The dangers of deforestation

I’VE just finished reading a thought-provoking book by that late great adventurer and anthropologist Thor Heyerdahl. Green was the Earth on the Seventh Day recalls the author’s time living like a native on a Polynesian island with his new young wife Liv.

They travelled for an extended honeymoon to Fatu-Hiva in 1937 only to find a traditional way of life already in decline, thanks largely to the influence of European traders who had brought entrancing new objects for the natives to admire and desire.

The traders also brought with them not so desirable white man’s diseases. Before the islands were ‘discovered’ there were no mosquitos, for example. But the insects came accidentally with the explorers, bearing diseases such as elephantiasis, which causes limbs and other bodily parts to swell to enormous size.

The Heyerdahls initially found Fatu-Hiva idyllic but soon became disillusioned as they realised they couldn’t live among the local people, who had largely abandoned their traditional lives in favour of harvesting copra to trade for western goods.

Although the couple spent most of their 18 months there living in isolation, some of the time in a cave, it was to prove a life-changing experience for Heyerdahl. In Fatu-Hiva, he first contemplated a way of proving the Polynesian islands had been populated from South America, leading to the famous – if arguably inconclusive - Kon Tiki expedition of 1947.
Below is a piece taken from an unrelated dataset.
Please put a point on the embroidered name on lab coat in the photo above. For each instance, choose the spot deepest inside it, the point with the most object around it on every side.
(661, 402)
His Ploynesian experience was also prescient in another sense.

The Heyerdahls visited the barren island of Motane, which had lost all its water because previous inhabitants had cut down trees to make huts and boats and to burn for cooking.

Once the trees were gone, the ability of the landscape to attract and retain rainwater also vanished.

Heyerdahl pointed out something which 70 years later is only just being grasped in some political and business quarters - this could happen all over our planet if deforestation is not checked.